Мы приняли это к сведению без лишних вопросов. Осовелой покорностью тона он и не пытался скрывать, что под «визитом» подразумевается та сеть, которая всех нас опутала, связав друг с другом, но одновременно сделав чужими друг другу, – конспирация. Каждый имел право сказать лишь то, что ему было позволено, остальное – мучительное, тягостное молчание и недомолвки. Во всяком случае, возникла ощутимая угроза, которая вот уже несколько дней на расстоянии нарушала единство наших чувств в связи с трагическими событиями в Руде, а бремя, то бремя, которое нас угнетало, перекинулось с близкого прошлого в непосредственное и опасное будущее. Вечером, под дождем, мелким, прерывистым и секущим, переходящим в долгое ненастье, подъехал экипаж, и в случайно приоткрытых дверях прихожей я увидел высокого мужчину в пальто, со шляпой в руке, который шел в сопровождении Ипполита с лампой к лестнице, ведущей наверх, где ему была приготовлена комната. Внезапный сквозняк чуть не вырвал у Ипполита лампу, двери захлопнулись. Я узнал его. Да, этого человека я уже знал в лицо, хотя он меня не знал, – и вдруг я почувствовал себя в этом доме, как в западне. Случайно мне было известно, что этот человек теперь важная шишка в подпольном движении, командир, на счету которого целый ряд безумно смелых операций и за которым безуспешно охотились немцы… да, это был он, а если это он, то его появление в этом доме означало воцарение неопределенности, ведь мы были в его власти, его смелость не была лишь его личным делом, рискуя собой, он рисковал и нами, он мог нас втянуть, впутать – если бы он чего-нибудь потребовал, мы не могли бы отказаться. Ведь нас объединял народ, мы были товарищами и собратьями – только братство это было холодным как лед, здесь каждый был орудием каждого и каждым можно было беспрепятственно воспользоваться для достижения общей цели.
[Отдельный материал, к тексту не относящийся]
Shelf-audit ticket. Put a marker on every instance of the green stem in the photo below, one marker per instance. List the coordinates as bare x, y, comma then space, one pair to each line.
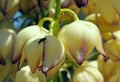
43, 20
57, 17
70, 12
92, 56
51, 23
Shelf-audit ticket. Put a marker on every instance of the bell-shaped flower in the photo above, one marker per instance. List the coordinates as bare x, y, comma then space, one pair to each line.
40, 48
80, 38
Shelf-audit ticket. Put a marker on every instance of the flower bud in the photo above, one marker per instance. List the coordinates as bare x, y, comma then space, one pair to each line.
4, 71
6, 42
115, 78
112, 48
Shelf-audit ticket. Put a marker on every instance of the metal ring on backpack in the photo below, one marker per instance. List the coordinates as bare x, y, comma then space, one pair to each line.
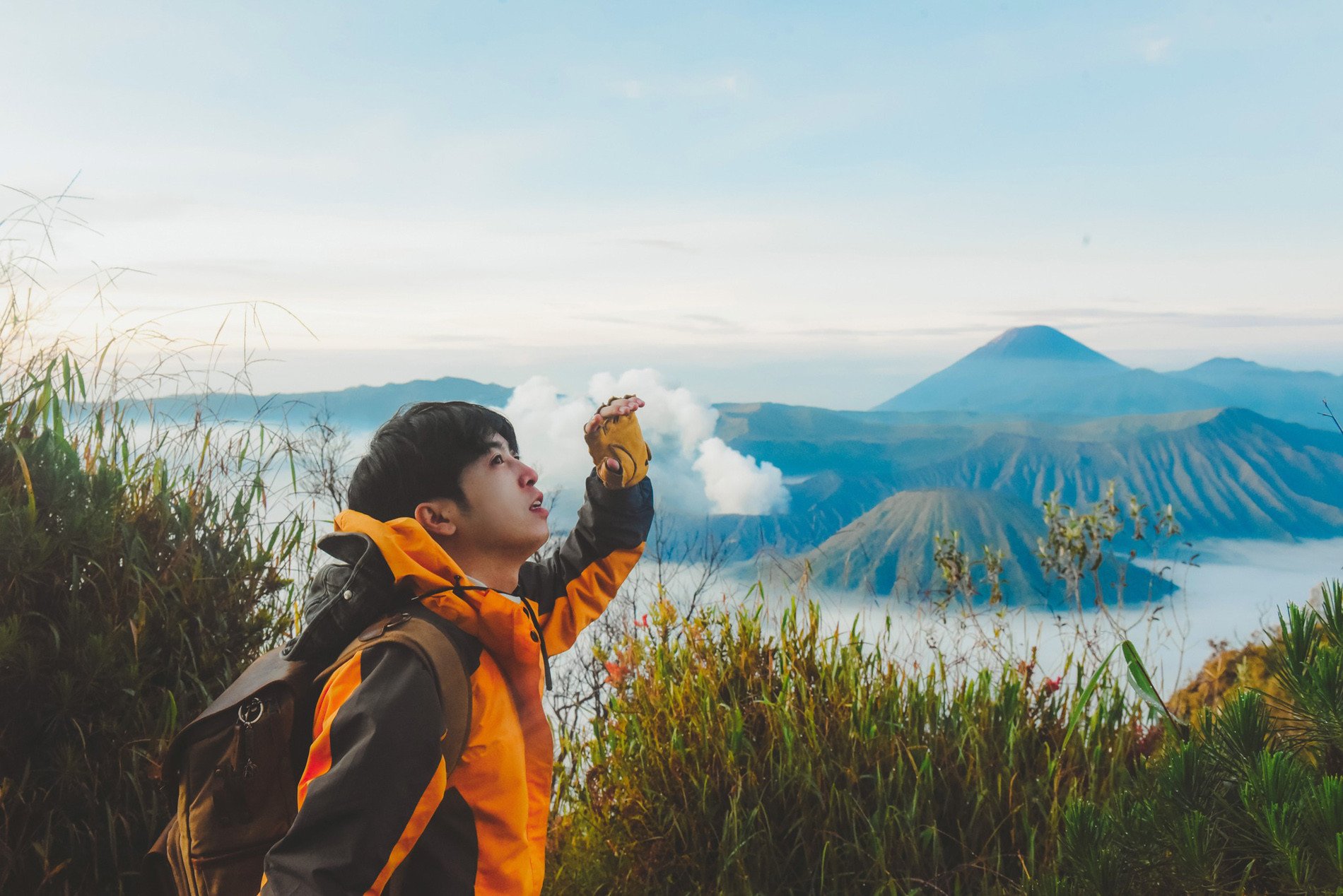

Итак, этот человек, такой близкий и такой враждебно чужой, прошел передо мной как олицетворение опасности, и с этого момента все насторожилось и затаилось. Я был знаком с тем риском, который он воплощал, однако не мог избавиться от неприятного осадка всего этого сценария – акции, подполье, вождь, конспирация – как из плохого романа, как запоздавшее воплощение пустой юношеской мечты, – и я предпочел бы любую помеху нашим планам, кроме именно этой, в эту минуту народ и какая бы то ни было романтика, с ним связанная, были для меня нестерпимой микстурой, будто нарочно, назло мне выдуманной!